Let the four equations from top to bottom be listed 1 through 4 respectively. We factor equation 3 like so: $$abc+d(ab+bc+ca)=14$$ Then we plug in equation 2 to receive $abc-4d=14$. By equation 4 we get $abc=\frac{30}{d}$. Plugging in, we get $\frac{30}{d}-4d=14$. Multiply by $d$ on both sides to get the quadratic equation $4d^2+14d-30=0$. Solving using the quadratic equation, we receive $d=\frac{3}{2},d=-5$. So, we have to test which one is correct. We repeat a similar process as we did above for equations 1 and 2. We factor equation 2 to get $$ab+c(a+b)=-4$$ After plugging in equation 1, we get $ab-3c=-4$. Now we convert it into a quadratic to receive $3c^2-4c-abc=0$. The value of $abc$ will depend on $d$. So we obtain the discriminant $16+12abc$. Let d = -5. Then $abc = \frac{30}{-5}$, so $abc=-6$, discriminant is $16-72$, which makes this a dead end.
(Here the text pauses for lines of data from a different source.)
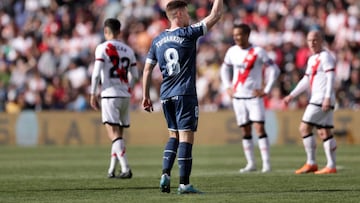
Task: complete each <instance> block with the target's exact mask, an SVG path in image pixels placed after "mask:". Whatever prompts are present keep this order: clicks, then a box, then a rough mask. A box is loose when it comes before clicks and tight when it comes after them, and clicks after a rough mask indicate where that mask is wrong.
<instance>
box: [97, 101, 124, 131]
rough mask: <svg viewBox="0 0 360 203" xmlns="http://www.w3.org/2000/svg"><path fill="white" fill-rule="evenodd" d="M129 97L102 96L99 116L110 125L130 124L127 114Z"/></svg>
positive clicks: (120, 125)
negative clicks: (118, 97)
mask: <svg viewBox="0 0 360 203" xmlns="http://www.w3.org/2000/svg"><path fill="white" fill-rule="evenodd" d="M129 106H130V98H127V97H122V98H102V99H101V116H102V122H103V123H104V124H105V123H108V124H110V125H120V126H121V127H124V128H126V127H129V126H130V116H129Z"/></svg>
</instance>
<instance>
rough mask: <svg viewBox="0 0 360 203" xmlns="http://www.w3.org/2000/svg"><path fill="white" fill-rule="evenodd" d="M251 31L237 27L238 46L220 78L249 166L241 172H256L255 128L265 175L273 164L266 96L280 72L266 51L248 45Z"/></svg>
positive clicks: (235, 39) (233, 29)
mask: <svg viewBox="0 0 360 203" xmlns="http://www.w3.org/2000/svg"><path fill="white" fill-rule="evenodd" d="M250 32H251V29H250V27H249V26H248V25H246V24H236V25H234V28H233V38H234V41H235V45H234V46H232V47H230V48H229V49H228V51H227V52H226V55H225V58H224V63H223V65H222V67H221V79H222V82H223V84H224V85H225V87H226V90H227V92H228V94H229V95H230V96H231V97H232V98H233V99H232V103H233V108H234V112H235V116H236V121H237V125H238V126H240V129H241V133H242V135H243V140H242V145H243V150H244V154H245V158H246V160H247V165H246V166H245V168H242V169H240V173H245V172H251V171H255V170H256V164H255V156H254V143H253V140H252V126H253V127H254V128H255V131H256V134H257V135H258V137H259V142H258V143H259V148H260V154H261V158H262V172H263V173H266V172H269V171H271V164H270V151H269V150H270V143H269V139H268V136H267V134H266V131H265V128H264V123H265V107H264V100H263V96H264V95H266V94H268V93H269V92H270V90H271V88H272V86H273V84H274V83H275V80H276V78H277V77H278V75H279V73H280V71H279V68H278V66H277V65H276V64H274V62H273V61H272V60H271V59H270V58H269V56H268V55H267V53H266V51H265V50H264V49H263V48H261V47H259V46H254V45H252V44H251V43H250V42H249V36H250ZM263 67H266V69H264V68H263ZM231 74H232V77H231ZM264 83H265V84H264Z"/></svg>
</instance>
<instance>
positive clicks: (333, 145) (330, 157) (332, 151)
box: [323, 138, 336, 168]
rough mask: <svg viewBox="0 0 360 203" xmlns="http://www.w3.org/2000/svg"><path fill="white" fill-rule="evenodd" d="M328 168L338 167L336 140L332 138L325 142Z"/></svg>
mask: <svg viewBox="0 0 360 203" xmlns="http://www.w3.org/2000/svg"><path fill="white" fill-rule="evenodd" d="M323 146H324V151H325V155H326V160H327V164H326V167H328V168H335V167H336V141H335V139H334V138H330V139H328V140H326V141H325V142H324V143H323Z"/></svg>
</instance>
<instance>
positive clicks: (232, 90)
mask: <svg viewBox="0 0 360 203" xmlns="http://www.w3.org/2000/svg"><path fill="white" fill-rule="evenodd" d="M226 93H227V94H228V95H229V96H230V97H233V95H234V90H233V88H231V87H229V88H227V89H226Z"/></svg>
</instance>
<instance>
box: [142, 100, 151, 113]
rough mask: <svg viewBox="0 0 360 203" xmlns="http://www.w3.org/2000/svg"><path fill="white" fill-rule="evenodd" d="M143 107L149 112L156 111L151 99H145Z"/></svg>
mask: <svg viewBox="0 0 360 203" xmlns="http://www.w3.org/2000/svg"><path fill="white" fill-rule="evenodd" d="M142 106H143V109H144V110H145V111H147V112H152V111H154V108H153V106H152V102H151V99H150V98H144V99H143V101H142Z"/></svg>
Thus $d=\frac{3}{2}$ For $d=\frac{3}{2}$, making $abc=20$. This means the discriminant is just $256$, so we obtain two values for $c$ as well. We get either $c=\frac{10}{3}$ or $c=-2$. So, we must AGAIN test which one is correct. We know $ab=3c-4$, and $a+b=-3$, so we use these values for testing. Let $c=\frac{10}{3}$. Then $ab=6$, so $a=\frac{6}{b}$. We thus get $\frac{6}{b}+b=-3$, which leads to the quadratic $b^2+3b+6$. The discriminant for this is $9-24$. That means this value of $c$ is wrong, so $c=-2$. Thus we get polynomial $b^2+3b-10$. The discriminant this time is $49$, so we get two values for $b$. Through simple inspection, you may see they are interchangeable, as if you take the value $b=2$, you get $a=-5$. If you take the value $b=-5$, you get $a=2$. So it doesn't matter. That means the sum of all their squares is $$\frac{9}{4}+4+4+25=\frac{141}{4}$$ so the answer is $141+4=\boxed{145}.$ ~amcrunner

## Solution 5

Let the four equations from top to bottom be listed $(1)$ through $(4)$ respectively. Multiplying both sides of $(3)$ by $d$ and factoring some terms gives us $abcd + d^2(ab + ac + bc) = 14d$. Substituting using equations $(4)$ and $(2)$ gives us $30 -4 d^2 = 14d$, and solving gives us $d = -5$ or $d = \frac{3}{2}$. Plugging this back into $(3)$ gives us $abc + d(ab + ac + bc) = abc + (-5)(-4) = abc + 20 = 14$, or using the other solution for $d$ gives us $abc - 6 = 14$. Solving both of these equations gives us $abc = -6$ when $d = -5$ and $abc = 14$ when $d = \frac{3}{2}$.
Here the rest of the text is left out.